Gücünü 'Rüzgardan' Alanlar Kazanıyor
İhtiyacı olan elektriği rüzgar enerjisi ile elde edenlerin sayısı artıyor...Hemen hemen bütün kıyılarının rüzgar potansiyeli oldukça fazla olan Türkiye'de rüzgar enerjisinin geçmişi henüz çok yeni..İlk rüzgar santrali 1995'te kuruldu. Üstelik o dönemde türbinlerden elde edilen enerjinin miktarı tahminlerin çok üstüne çıktı.. Sektör 17 yılda oldukça gelişse de Türkiye'nin potansiyeli göz önüne alındığında gidilmesi gereken daha çok yol var.
Peyzaj Mimarı Gökhan Abak, enerjisini kendisi üretenlerden.. Üstelik kazancı sadece doğa dostu bir ev değil, aynı zamanda çok ciddi bir maddi yükten de kurtulmuş. Abak, bu süreci şöyle anlatıyor: "Aylık 250-300 lira yaz aylarında daha fazla bir elektirik ücreti ödeyecektik sadece bununla, bir ilk yatırım maliyeti var mutlaka. Ama bu uzun vadeli bir yatırım. Sanıyorum 6 bin -7 bin lira civarı. 3 yılda amorte eder diye düşünüyorum"
Enerji verimliliği yüksek olsa bile yetkililer uzun süre rüzgar güllerine kuşkuyla yaklaştı..2001'de kabul edilen enerji piyasası kanunuyla rüzgar türbini kurmanın önündeki engeller kaldırıldı..Gelinen noktada 1800 megavatlık rüzgar enerjisi altyapısına ulaşıldı.. ancak uzmanlara göre bu oranı daha da arttırmak mümkün.
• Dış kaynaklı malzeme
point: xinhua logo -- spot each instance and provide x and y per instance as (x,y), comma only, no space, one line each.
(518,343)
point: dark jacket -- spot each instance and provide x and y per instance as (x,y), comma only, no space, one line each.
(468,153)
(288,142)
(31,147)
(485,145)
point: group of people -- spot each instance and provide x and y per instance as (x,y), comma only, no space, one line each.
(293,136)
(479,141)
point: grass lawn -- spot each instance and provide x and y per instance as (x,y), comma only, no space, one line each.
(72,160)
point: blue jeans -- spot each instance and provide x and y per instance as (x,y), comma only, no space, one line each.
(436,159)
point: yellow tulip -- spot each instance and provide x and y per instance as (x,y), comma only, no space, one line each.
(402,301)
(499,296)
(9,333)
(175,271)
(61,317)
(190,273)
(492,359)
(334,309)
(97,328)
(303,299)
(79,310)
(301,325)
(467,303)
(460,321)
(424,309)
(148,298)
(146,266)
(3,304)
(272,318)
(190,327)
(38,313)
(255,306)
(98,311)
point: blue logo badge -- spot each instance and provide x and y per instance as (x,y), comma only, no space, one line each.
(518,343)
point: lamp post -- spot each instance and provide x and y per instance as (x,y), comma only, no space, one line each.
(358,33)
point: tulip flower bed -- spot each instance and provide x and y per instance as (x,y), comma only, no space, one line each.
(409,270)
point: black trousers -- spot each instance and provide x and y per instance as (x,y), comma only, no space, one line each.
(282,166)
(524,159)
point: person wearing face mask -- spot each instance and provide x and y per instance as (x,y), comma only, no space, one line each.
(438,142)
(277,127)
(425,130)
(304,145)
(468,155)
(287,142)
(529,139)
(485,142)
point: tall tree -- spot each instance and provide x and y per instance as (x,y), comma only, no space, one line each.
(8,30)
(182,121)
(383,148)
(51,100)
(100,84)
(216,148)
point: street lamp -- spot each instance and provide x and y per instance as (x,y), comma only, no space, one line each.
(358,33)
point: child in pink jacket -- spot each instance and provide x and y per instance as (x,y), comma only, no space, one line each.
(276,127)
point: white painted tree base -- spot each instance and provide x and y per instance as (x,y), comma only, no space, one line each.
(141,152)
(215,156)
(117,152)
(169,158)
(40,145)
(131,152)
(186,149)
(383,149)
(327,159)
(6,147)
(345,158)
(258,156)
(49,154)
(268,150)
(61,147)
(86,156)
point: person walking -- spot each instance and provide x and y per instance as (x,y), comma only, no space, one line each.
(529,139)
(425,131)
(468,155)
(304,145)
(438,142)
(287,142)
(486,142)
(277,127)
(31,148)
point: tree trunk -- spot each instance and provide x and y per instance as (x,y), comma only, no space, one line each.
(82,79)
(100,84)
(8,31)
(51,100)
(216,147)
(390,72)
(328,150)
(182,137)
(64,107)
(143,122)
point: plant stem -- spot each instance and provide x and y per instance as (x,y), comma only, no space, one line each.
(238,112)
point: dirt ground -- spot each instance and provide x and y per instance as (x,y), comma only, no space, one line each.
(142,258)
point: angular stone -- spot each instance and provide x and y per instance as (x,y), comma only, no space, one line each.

Avrupa Gücünü Rüzgardan Alıyor
Avrupa Rüzgâr Enerjisi Birliği’nden (EWEA) yapılan açıklamaya göre Avrupa Birliği’nin kurulu rüzgâr enerjisi kapasitesi 100 gigavatı aştı.Avrupa Birliği’nin kurulu rüzgâr enerjisi kapasitesi 100 gigavat enerji çıktısı yaklaşık 39 nükleer santralin çıktısına veya 11310 kilometre uzunluğunda kömür yüklü bir trenden elde edilecek enerjiye denk geliyor.
Avrupa Rüzgâr Enerjisi Birliği Başkanı Christian Kjaer, geçtiğimiz birkaç yıl boyunca AB’nin kurulu rüzgâr enerjisi kapasitesinin yılda yaklaşık 10 gigavat arttığını ve 2012’de de yaklaşık artışın aynı seviyede olacağını ifade etti; ancak, 2013 ve takip eden yıllarda artışın ivmesinin azalabileceğini ekledi. Kjaer’e göre sektör siyasi belirsizliklerden ciddi şekilde etkileniyor.
1000 gigavatlık kurulu kapasitenin büyük kısmını ise karada kurulu rüzgâr santralleri oluşturuyor. Ağ ve finansman altyapısı engelleri aşılabilirse okyanuslarda kurulacak santrallerle mevcut kurulu kapasitenin misliyle artırılabileceği öngörülüyor. Halihazırda karadaki bir rüzgâr değirmeni 1.2-1.4 milyon dolar arası yatırım gerektirirken denizde kurulan rüzgâr değirmenleri karadakilerin yaklaşık üç katına mal oluyor.